NO WATER-COLOUR OR BLACK-AND-WHITE NEED APPLY.

"The Royal Academy has been the subject of many bitter attacks," wrote the editor of the Magazine of Art, "during the last hundred years—attacks which, directed against unjust or antiquated rules, have usually been well founded. But never, perhaps, has so effective a charge been made as that which Mr. Furniss brings in his entertaining volume; and if it be true that ridicule will pierce there whence the shafts of indignation will rebound, no little good may be looked for from the publication."

Precisely so. Others, serious and influential, had exposed the R.A.; I tried what ridicule would do. But the public did not take me seriously, and the Press took me too seriously; and as the public does not buy books on art, but is content with a réchauffé, my object to a certain extent was defeated.

My Lady Oil of Burlington House is a very selfish creature; she persistently refuses to recognise her twin-sister Water Colour, giving her but one miserable room in her mansion, and no share whatever in her honours.
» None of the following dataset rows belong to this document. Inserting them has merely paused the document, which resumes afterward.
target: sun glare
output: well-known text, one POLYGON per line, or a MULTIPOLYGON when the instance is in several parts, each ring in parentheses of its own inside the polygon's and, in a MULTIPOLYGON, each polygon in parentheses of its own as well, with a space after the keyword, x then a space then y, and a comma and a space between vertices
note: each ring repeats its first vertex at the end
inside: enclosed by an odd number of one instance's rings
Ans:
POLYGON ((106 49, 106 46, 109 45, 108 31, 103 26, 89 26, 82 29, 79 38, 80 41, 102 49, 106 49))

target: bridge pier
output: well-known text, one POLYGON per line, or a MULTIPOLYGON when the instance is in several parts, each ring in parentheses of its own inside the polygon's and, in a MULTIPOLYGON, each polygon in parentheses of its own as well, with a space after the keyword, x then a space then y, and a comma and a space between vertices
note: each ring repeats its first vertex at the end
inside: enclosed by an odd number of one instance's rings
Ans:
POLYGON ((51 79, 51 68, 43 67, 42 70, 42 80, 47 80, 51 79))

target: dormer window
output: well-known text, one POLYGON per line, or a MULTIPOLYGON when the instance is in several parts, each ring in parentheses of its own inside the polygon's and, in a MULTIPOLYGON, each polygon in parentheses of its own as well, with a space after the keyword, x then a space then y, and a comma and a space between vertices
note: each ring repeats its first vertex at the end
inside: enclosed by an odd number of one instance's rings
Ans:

My Lady Oil is selfish; My Lady Oil is unjust to favour engravers and architects, and to ignore painters in water-colours and artists in black-and-white. She showers honours on her adopted sisters, Engraving and Architecture, because the former mechanically reproduces her work, and the latter builds her pretty toy-houses for her children to live in.

This is really altogether absurd when you reflect that it is in water-colour that English art excels, and that the copyist, the engraver's occupation will soon be gone, beaten away by slightly more mechanical, but more effective, modes of reproduction.

Sooner or later John Bull will open his inartistic eyes, and see that mediocrity in oil is not equal to excellence in water, and that those who originate with the pencil are far before copyists with the graver and drawers of plans.

I then advocated a National Academy, a Commonwealth of Art, presided over by a State Minister of Fine Art, in which mediocrity will find no space till a welcome and a place have been given to all earnest work, regardless of its nature.

Where the number of works of any one man will be limited, and where there will be no such mockery of good work as "rejection for want of space."

Where all the fine arts, and especially the national fine art (water-colour paintings), shall be recognised as arts, and the best of the professors of them shall at least be eligible for election.